E’ successo tutto così rapidamente, che quasi è complicato rendersi conto di cosa sia diventata la vita di Dries Mertens, un idolo da sempre ma ora qualcosa in più, forse un totem o comunque un uomo da sogno. «Io ho firmato con piacere e sono rimasto qua per vincere. Continuando in questo modo, sono sicuro che saremo in grado di farlo». Mica sono frasi di circostanze, né pallidi tentativi per lusingar la gente: il Napoli di questa fase discendente, quello che ha stritolato avversari di ogni rango e censo, ha avvertito in sé la percezione non solo di una Grande Bellezza. «Abbiamo giocato bene anche oggi e abbiamo confermato cosa siamo e quanto valiamo: è questa la base dalla quale si ricomincerà a luglio». E sarà preliminare di Champions, pazienza, l’ha detto il campo, perfidamente, lasciando che sino alle diciannove e quarantacinque ci fosse una speranza, poi demolita dall’Olimpico di Roma.

LUI E DZEKO. E’ quasi sembrato che, ad un certo punto, il destino si mettesse a giocare con il Napoli, lasciandolo ondeggiare in questa favola domenica ch’era anche per Mertens, sempre ad un un nulla da Dzeko: ma c’è stata sempre una deviazione, una carambola, la sorte che aleggiava nell’aria, a togliergli la possibilità di credere che fosse possibile sentirsi il principe del gol, seppur in coabitazione. «Io non guardo ai miei gol, penso al destino del Napoli». Che sembra tracciato da questo Progetto, dalla sua spaventosa entità, dalla forza sprigionata nel biennio.

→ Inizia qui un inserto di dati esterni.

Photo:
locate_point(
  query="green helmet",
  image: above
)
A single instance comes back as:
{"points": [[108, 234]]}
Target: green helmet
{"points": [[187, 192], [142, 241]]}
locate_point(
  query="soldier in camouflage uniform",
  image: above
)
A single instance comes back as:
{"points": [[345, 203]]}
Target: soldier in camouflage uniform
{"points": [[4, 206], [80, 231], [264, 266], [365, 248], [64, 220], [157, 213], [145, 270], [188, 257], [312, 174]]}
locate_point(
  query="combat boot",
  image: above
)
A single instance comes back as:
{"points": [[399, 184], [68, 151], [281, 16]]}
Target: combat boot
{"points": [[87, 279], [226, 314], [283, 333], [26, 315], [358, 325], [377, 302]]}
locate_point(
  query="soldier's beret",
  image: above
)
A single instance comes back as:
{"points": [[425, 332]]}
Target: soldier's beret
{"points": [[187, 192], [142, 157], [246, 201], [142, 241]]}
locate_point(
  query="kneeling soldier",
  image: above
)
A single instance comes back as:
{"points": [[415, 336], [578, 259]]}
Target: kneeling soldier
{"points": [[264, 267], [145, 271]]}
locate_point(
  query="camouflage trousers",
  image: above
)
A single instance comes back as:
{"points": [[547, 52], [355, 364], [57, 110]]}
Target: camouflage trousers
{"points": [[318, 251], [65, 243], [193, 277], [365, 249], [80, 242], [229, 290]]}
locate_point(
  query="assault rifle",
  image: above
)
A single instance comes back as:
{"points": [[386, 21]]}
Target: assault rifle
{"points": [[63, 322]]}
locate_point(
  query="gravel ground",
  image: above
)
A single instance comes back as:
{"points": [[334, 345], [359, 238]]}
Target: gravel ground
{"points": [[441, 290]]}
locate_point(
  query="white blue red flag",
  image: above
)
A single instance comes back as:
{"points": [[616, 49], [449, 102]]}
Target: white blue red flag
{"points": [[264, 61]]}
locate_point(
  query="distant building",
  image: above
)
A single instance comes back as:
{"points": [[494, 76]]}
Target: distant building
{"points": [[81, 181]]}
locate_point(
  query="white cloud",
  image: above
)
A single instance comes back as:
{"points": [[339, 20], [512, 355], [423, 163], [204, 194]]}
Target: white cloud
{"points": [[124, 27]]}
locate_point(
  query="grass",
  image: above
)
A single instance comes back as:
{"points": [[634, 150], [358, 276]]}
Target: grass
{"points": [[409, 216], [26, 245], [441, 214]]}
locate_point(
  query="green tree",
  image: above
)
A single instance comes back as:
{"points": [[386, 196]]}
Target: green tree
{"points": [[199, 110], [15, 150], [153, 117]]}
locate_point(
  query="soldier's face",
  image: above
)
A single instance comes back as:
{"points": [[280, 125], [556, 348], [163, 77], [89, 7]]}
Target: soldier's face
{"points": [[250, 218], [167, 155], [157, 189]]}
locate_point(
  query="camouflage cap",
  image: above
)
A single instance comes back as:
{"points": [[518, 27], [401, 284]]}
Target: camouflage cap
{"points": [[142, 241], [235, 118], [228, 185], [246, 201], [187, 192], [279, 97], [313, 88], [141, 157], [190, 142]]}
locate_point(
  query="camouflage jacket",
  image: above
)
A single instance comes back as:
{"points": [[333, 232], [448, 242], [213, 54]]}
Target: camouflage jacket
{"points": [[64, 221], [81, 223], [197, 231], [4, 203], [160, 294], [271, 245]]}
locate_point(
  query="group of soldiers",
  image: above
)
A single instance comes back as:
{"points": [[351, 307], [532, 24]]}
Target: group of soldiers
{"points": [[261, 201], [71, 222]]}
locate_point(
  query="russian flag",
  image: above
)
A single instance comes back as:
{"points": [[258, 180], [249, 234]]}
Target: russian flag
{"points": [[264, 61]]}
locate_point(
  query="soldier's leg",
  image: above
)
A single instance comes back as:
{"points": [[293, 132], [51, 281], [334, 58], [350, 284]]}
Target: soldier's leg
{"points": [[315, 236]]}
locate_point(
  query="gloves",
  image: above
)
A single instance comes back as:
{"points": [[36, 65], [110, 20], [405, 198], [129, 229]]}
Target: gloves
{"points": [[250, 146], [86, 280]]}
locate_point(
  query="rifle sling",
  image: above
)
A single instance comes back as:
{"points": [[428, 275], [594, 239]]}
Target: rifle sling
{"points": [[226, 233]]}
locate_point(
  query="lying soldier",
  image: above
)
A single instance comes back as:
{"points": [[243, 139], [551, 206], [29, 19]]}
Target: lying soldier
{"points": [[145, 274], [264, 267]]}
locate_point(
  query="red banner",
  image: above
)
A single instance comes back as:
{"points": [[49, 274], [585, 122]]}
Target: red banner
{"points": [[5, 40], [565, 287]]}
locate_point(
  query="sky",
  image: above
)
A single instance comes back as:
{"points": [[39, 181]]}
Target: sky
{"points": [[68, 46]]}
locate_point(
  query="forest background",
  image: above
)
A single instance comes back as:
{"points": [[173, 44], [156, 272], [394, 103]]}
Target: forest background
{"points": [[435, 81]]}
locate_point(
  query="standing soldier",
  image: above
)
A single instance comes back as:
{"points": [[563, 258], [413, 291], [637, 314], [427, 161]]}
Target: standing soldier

LUI E SARRI. E quando verrà luglio e inizierà un’altra corsa folle verso l’ignoto, il Napoli che da Marassi se ne è uscito fiero di ciò ch’è stato capace di creare, il pathos e le emozioni di un finale avvincente, avrà nella memoria il proprio calcio. «E’ un piacere giocare con Sarri, è positivo tutto quello che si è notato in questi due anni con lui, che è un grandissimo. Noi tutti, e speriamo di rimanere ancora assieme, abbiamo un solo desiderio: si può fare, non ci manca niente». C’è persino un Mertens in più.